Much has been written on the developing, and increasingly refined, state of prescription under the 'old regime', governed by the Prescription and Limitation (Scotland) Act 1973. That 'old regime' applies to claims prescribing before 1 June 2022, which do not benefit from the new 'knowledge test' introduced by the Prescription (Scotland) Act 2018. That distinction is particularly relevant in the construction sphere, where a considerable number of claims continue to fall foul of the 'old regime's rules.
That said, the development of a relatively settled position can be seen (at least up until the Inner House) and this recent case provides a helpful consideration, summary and restatement of current law.
The matter itself concerned a discrete, £16m, claim arising from the cladding to the atrium of the Queen Elizabeth University Hospital in Glasgow. It was alleged (and assumed as true for the purposes of the hearing) that the cladding should have, but did not, meet the contractually required fire resistance (Euroclass B). Practical completion was achieved in 2015 and the majority of claims arising from the hospital's construction were raised in 2020; however, the issues with the atrium cladding were not known at that time and the relevant proceedings were not raised until 2022, outwith the standard, five year, prescriptive period.

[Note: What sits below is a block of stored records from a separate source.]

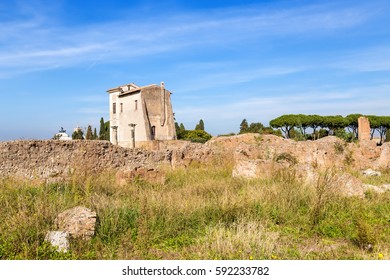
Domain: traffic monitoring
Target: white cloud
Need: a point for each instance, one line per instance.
(35, 44)
(224, 118)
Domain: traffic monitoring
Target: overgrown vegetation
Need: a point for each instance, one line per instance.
(294, 126)
(197, 213)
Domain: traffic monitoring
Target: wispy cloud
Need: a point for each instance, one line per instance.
(36, 44)
(367, 60)
(323, 102)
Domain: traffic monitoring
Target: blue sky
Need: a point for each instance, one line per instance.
(223, 60)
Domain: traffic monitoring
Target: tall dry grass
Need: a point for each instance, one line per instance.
(198, 213)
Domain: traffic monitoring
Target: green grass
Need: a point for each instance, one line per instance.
(198, 213)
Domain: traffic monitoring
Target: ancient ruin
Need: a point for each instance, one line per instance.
(140, 114)
(364, 129)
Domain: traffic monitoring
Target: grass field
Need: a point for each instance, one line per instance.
(198, 213)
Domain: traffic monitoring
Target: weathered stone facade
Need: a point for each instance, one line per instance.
(140, 114)
(53, 159)
(364, 129)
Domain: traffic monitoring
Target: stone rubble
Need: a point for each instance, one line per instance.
(78, 222)
(58, 239)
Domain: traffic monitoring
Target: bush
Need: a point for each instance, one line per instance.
(198, 136)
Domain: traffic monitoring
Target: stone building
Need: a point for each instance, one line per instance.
(140, 114)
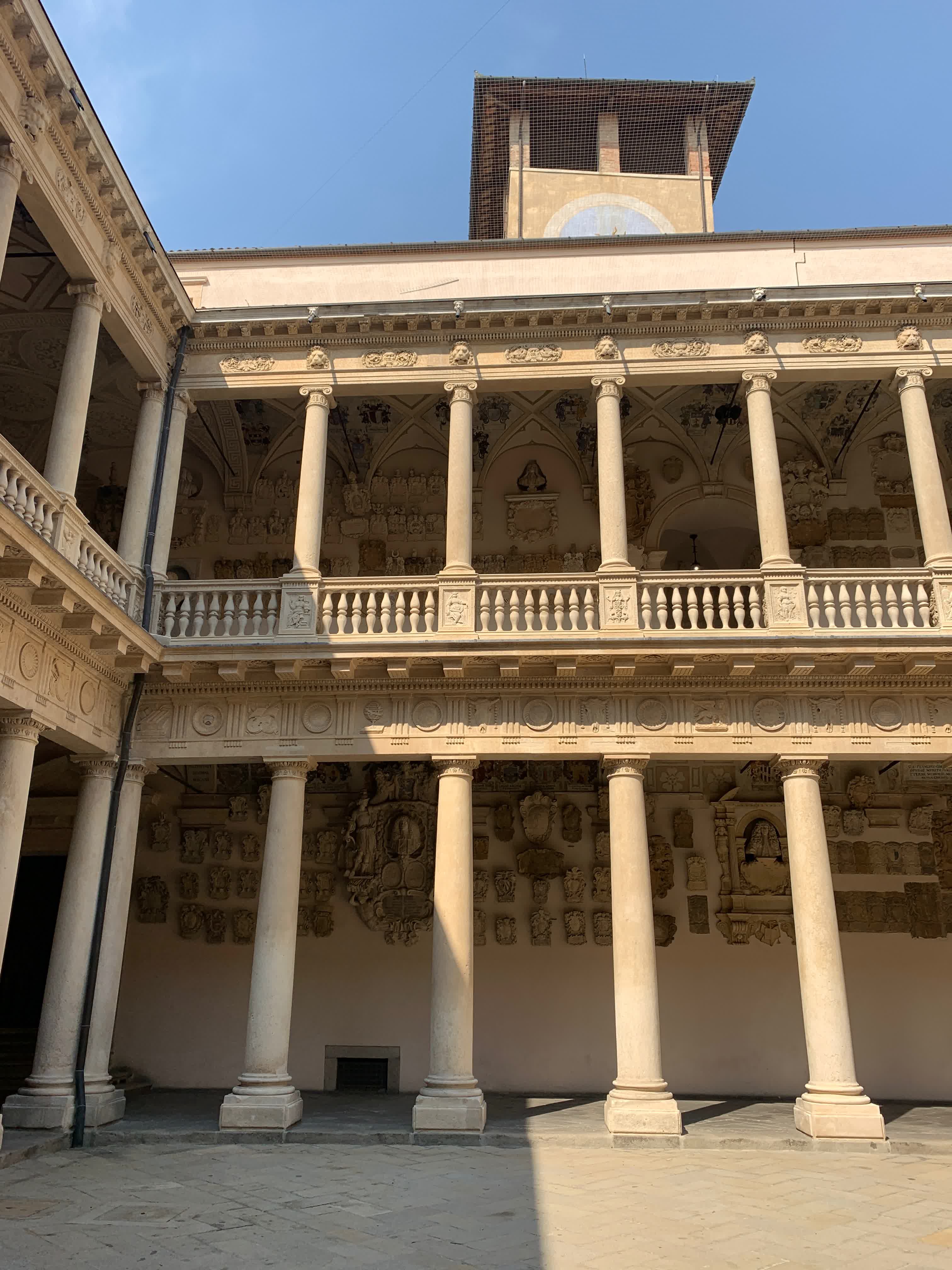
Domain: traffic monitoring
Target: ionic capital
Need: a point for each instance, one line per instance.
(625, 765)
(320, 395)
(912, 378)
(461, 392)
(22, 726)
(799, 765)
(758, 381)
(151, 390)
(455, 766)
(87, 294)
(101, 766)
(289, 769)
(609, 386)
(11, 162)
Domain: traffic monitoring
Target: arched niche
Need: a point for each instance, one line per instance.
(727, 530)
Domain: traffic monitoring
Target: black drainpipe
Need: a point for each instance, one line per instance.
(139, 681)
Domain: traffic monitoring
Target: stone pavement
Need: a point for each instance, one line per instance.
(228, 1207)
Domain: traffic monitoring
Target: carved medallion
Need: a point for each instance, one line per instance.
(652, 713)
(887, 713)
(316, 718)
(537, 714)
(427, 714)
(207, 719)
(771, 714)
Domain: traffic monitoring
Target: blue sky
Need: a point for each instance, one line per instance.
(243, 124)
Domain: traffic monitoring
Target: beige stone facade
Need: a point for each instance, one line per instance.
(536, 695)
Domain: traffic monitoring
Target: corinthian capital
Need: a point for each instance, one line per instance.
(609, 386)
(913, 376)
(625, 765)
(802, 765)
(320, 395)
(461, 392)
(758, 381)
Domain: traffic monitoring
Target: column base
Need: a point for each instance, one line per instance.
(261, 1110)
(643, 1114)
(830, 1117)
(58, 1110)
(456, 1113)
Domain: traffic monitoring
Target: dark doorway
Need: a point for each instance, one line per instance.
(36, 901)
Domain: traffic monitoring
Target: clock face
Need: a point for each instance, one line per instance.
(607, 219)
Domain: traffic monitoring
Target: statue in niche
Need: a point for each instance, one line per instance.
(532, 479)
(389, 851)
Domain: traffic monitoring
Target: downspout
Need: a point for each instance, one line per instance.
(139, 683)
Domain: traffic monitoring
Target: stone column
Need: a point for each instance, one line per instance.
(46, 1101)
(833, 1105)
(139, 491)
(612, 521)
(266, 1096)
(640, 1100)
(765, 460)
(11, 178)
(18, 740)
(105, 1103)
(310, 497)
(451, 1099)
(181, 409)
(925, 464)
(460, 479)
(69, 427)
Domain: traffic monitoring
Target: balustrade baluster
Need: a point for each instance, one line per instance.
(756, 604)
(591, 609)
(846, 606)
(922, 596)
(199, 625)
(513, 610)
(908, 608)
(573, 610)
(876, 604)
(892, 605)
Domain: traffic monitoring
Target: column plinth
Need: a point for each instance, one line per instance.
(451, 1099)
(640, 1100)
(612, 518)
(925, 465)
(833, 1104)
(266, 1096)
(766, 464)
(459, 562)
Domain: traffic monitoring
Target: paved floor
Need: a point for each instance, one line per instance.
(229, 1207)
(192, 1117)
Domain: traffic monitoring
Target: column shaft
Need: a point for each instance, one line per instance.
(640, 1100)
(460, 479)
(171, 484)
(450, 1099)
(46, 1101)
(925, 465)
(612, 520)
(310, 498)
(765, 460)
(139, 491)
(835, 1104)
(69, 426)
(105, 1103)
(266, 1096)
(11, 177)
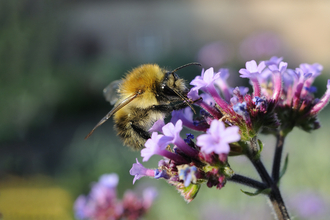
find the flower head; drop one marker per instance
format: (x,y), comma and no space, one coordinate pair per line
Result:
(217,138)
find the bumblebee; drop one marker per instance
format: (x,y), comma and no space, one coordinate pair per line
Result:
(146,94)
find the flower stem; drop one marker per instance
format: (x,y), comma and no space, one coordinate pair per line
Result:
(247,181)
(277,157)
(275,194)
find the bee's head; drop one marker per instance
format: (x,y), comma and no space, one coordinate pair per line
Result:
(174,87)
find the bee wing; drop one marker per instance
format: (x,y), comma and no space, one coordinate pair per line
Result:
(113,111)
(111,92)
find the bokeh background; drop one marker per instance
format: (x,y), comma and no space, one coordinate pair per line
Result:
(57,56)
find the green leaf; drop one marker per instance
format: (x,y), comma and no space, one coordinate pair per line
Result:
(285,166)
(259,191)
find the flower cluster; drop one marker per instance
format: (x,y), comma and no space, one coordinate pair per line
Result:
(229,122)
(102,202)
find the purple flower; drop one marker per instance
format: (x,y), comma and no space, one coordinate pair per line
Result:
(217,138)
(157,126)
(252,70)
(274,61)
(109,180)
(149,195)
(187,174)
(155,146)
(207,79)
(138,171)
(205,82)
(172,136)
(322,102)
(152,147)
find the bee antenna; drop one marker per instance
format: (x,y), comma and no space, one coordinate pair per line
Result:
(184,99)
(188,64)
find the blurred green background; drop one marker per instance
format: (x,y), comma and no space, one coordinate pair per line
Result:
(57,56)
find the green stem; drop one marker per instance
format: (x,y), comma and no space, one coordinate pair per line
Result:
(275,194)
(247,181)
(278,157)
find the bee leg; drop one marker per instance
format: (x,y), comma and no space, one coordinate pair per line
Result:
(168,108)
(142,133)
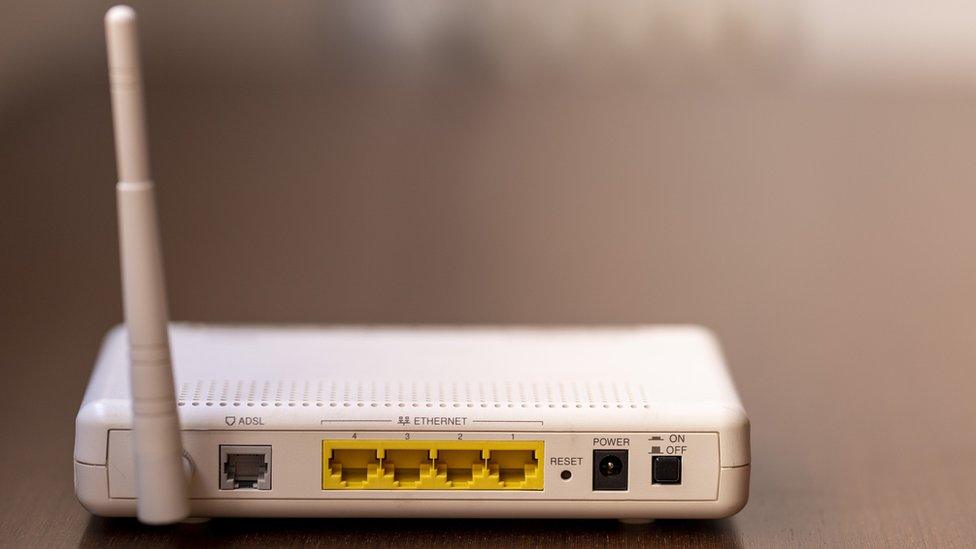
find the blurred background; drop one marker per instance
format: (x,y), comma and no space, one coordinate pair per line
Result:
(798,176)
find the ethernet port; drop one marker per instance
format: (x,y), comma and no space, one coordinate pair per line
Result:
(512,466)
(245,467)
(407,466)
(458,465)
(354,465)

The pursuer sought to maintain its claim under the two standard saving provisions of the 1973 Act (sections 11(3) and 6(4)): such arguments were rejected by the Inner House (and the Commercial Judge), notwithstanding the fact that the pursuer may not have had actual knowledge of the issue prior to the claim prescribing.
Takeaways
In practical terms, the 'takeaways' are that:
- Although Section 11(3) allows the commencement of the prescriptive period to be postponed where the pursuer could not reasonably have been aware that "loss, injury or damage" had occurred, that is to be objectively assessed and the key criteria is the pursuer's knowledge that it had incurred expenditure, not that it knew (at that point) that it had suffered any detriment. In a construction setting, knowledge of such expenditure could arise when the pursuer acquires or funds the construction of a property; on that basis, the prescriptive clock commonly starts to run at practical completion.
- Section 6(4) allows the running of the prescriptive period to be interrupted and suspended for a period where the defender's conduct has caused or induced an error in the pursuer's assessment of its rights or remedies that, in turn, has contributed to the pursuer not making a claim. However, the court reiterated that any such conduct must be more than just routine activities that could imply there is no issue (such as rendering fees), that the conduct (which could be silence in certain circumstances) must have been relied on to induce error and that clear evidence must be available to show the effect of the inducement on the an individual's state of mind (/how long that lasts). Further, as was relevant in this instance, the prescriptive period will only be suspended while the pursuer could not, with reasonable diligence, have discovered the issue itself.
More academically, the Inner-House also provided a helpful discussion on the requirements for establishing reasonable notice in commercial pleadings and the burden of proof for establishing the various limbs of the saving provisions discussed above.
In the construction sphere we still, regularly, deal with substantial cases that fall to be determined under the 'old regime'. The practical distinction between the two regimes can be significant and remains difficult to reconcile in the abstract. However, a clear set of rules has emerged which is regularly, and now consistently, applied by the Inner-House. Parliament did not apply the new regime retrospectively and unless the issue is brought before the Supreme Court, the clear guidelines in this case appear unlikely to be challenged.